Labour Rights in the USA: The Employee Free Choice Act
The first labour rights Bill to go through the US legislative process, since the historic election of Barack Obama, has been introduced in the House of Representatives and Senate. Impactt has been following its progress and the reaction of various news agencies and blogs alike. Barack Obama has given the Bill vocal support. But what is it all about?
Many workers’ groups and unions such as the AFL-CIO argue that The Employee Free Choice Act is a landmark step in the fight for workers’ rights. It enables workers and unions to push for recognition, despite resistance from employers. But others argue that the act restricts the right of workers to a free and secret ballot, by imposing a ‘card check‘.
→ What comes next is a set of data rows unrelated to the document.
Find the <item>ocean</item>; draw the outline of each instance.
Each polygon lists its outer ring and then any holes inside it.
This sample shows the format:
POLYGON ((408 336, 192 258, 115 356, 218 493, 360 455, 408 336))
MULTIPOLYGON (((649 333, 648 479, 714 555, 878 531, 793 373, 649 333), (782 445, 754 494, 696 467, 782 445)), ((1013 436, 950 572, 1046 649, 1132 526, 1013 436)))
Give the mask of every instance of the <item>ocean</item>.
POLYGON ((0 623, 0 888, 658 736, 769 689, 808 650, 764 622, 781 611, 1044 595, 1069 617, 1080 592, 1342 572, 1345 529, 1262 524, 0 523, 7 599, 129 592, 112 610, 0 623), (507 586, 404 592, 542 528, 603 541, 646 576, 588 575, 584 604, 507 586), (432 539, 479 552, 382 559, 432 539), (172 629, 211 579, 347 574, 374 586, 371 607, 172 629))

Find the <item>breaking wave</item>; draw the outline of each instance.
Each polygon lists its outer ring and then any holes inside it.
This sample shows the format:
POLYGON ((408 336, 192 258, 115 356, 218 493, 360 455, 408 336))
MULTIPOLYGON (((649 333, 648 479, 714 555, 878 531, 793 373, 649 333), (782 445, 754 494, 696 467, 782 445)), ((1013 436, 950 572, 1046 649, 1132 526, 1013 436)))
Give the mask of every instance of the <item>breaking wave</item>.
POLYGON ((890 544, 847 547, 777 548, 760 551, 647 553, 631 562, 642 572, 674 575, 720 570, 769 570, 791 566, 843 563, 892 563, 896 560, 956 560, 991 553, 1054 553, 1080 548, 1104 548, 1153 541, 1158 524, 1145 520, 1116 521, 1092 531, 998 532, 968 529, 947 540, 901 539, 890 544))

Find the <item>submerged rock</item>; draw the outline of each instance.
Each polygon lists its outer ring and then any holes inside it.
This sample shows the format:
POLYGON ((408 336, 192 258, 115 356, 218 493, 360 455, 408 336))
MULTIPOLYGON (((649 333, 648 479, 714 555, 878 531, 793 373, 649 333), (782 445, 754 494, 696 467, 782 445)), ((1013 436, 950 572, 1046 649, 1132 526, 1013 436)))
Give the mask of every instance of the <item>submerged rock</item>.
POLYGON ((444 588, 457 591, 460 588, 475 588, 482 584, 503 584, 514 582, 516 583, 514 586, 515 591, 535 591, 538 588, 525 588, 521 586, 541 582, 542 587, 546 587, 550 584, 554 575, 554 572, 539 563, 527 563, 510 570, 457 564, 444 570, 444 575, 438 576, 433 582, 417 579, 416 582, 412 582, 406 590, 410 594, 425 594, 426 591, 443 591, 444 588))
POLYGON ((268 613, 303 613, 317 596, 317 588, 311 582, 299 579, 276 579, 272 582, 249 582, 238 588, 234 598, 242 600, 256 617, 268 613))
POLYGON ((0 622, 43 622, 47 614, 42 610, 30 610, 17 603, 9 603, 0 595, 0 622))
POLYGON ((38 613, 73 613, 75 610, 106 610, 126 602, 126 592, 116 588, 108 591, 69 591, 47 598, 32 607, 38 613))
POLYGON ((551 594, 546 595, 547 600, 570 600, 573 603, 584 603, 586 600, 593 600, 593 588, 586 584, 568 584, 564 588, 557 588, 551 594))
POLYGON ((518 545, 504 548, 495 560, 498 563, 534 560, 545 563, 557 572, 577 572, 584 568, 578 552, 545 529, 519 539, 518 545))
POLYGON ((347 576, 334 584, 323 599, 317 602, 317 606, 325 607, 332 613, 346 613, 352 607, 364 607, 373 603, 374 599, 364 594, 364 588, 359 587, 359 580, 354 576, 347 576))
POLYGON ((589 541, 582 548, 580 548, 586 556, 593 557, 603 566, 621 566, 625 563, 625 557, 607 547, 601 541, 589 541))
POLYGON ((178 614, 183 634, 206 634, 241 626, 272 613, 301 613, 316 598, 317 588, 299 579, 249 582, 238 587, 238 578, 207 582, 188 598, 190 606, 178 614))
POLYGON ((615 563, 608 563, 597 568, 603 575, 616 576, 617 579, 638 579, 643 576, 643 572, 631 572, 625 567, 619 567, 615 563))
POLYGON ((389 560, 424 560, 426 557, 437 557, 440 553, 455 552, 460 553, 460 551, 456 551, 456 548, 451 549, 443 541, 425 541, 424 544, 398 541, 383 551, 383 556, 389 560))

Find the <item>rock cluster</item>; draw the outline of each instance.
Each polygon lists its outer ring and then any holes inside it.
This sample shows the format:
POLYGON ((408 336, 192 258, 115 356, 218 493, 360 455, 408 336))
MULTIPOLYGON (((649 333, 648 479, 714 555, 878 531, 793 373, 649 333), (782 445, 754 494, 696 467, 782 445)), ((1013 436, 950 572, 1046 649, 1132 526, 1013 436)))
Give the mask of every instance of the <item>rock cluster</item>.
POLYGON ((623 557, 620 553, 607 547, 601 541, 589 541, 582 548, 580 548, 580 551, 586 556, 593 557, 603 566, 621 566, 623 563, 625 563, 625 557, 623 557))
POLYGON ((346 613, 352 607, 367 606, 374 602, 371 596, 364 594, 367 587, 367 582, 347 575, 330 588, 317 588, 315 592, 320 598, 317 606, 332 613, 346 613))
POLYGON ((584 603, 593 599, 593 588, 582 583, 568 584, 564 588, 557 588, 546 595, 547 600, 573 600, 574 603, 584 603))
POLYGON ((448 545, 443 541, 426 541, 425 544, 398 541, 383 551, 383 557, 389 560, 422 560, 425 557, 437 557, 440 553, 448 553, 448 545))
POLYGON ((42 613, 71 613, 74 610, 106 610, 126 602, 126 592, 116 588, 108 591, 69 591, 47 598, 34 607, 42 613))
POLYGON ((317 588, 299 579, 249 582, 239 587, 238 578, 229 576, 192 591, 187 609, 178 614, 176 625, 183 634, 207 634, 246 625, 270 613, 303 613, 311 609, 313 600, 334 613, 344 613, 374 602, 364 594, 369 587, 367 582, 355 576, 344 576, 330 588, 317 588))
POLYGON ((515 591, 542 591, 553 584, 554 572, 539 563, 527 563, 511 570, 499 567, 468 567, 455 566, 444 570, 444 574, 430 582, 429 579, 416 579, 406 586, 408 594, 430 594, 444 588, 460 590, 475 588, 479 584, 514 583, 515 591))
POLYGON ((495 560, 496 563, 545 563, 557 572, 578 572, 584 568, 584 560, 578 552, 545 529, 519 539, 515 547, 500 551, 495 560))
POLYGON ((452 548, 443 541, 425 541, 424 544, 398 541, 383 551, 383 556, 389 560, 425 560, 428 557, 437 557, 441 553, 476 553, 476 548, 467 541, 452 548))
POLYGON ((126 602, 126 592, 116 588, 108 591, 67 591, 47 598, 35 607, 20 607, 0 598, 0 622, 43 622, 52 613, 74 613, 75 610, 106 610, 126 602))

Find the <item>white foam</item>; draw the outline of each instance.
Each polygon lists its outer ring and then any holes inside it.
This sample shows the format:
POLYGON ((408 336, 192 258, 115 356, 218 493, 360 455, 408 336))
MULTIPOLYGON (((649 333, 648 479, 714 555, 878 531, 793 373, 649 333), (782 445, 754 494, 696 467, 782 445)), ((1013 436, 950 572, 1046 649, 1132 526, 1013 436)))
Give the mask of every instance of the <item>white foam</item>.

The Bill is intended to amend the existing National Labour Relations Act to make it easier for unions to gain recognition. The aim of the act is to increase workers’ opportunities to organise to improve their working and living conditions, and to reduce the power of businesses to stall the process or retaliate against workers who attempt to organise.
The Bill provides for workers to file a petition to have an organisation recognised for the purposes of collective bargaining, without the requirement of holding an election. Unions claim that the organisation of elections can be used by employers to delay the process of recognition and intimidate and coerce workers to prevent them from voting in favour of a union.
The Bill would require that the petition show the majority of workers within the bargaining unit have authorised an organisation to represent them. Once the organisation has been authorised, it and the employer would have 90 days in which they can conclude a collective bargaining agreement. If they are not able to come to an agreement, they must go through mediation and, if necessary, arbitration in order to do so.
The Bill requires that employers do not engage in anti-union campaigning activities during the recognition or bargaining processes or act in a discriminatory way towards union members and activists. If the employer engages in such activities then they would potentially be subject to remedial actions such as fines or paying workers back pay.
One contentious issue (aside from businesses’ concerns that forced recognition of unions would sound a death knell for them in a time of economic recession) seems to be that the views of named workers are revealed through a ‘card check’ or ‘majority authorisation ballot’. However, under the current system majority authorisation is required to show that there is support for the union, but does not result in recognition. Instead the site moves to a secret ballot, while the employer is in possession of signed authorisation slips from all workers who are in support of the union.
By enforcing recognition after the majority authorisation, without requiring a ballot, unions are far more likely to be recognised and there is no opportunity for employers to affect the decisions of employees. In Impactt’s view this is a step forward in US trade union law, which should strengthen workers’ bargaining power and allow them greater opportunities to protect their own interests.
Impactt’s own research has shown that where there are effective unions in place at a work site, workers are more likely to be paid the minimum wage and overtime premiums, and be treated fairly. They are also less likely to work excessive hours or be fined. The promotion of good labour standards is facilitated most effectively through a representative union. In Impactt’s opinion, the strengthening of workers’ ability to unionise will promote workers’ rights and improve labour standards across the USA.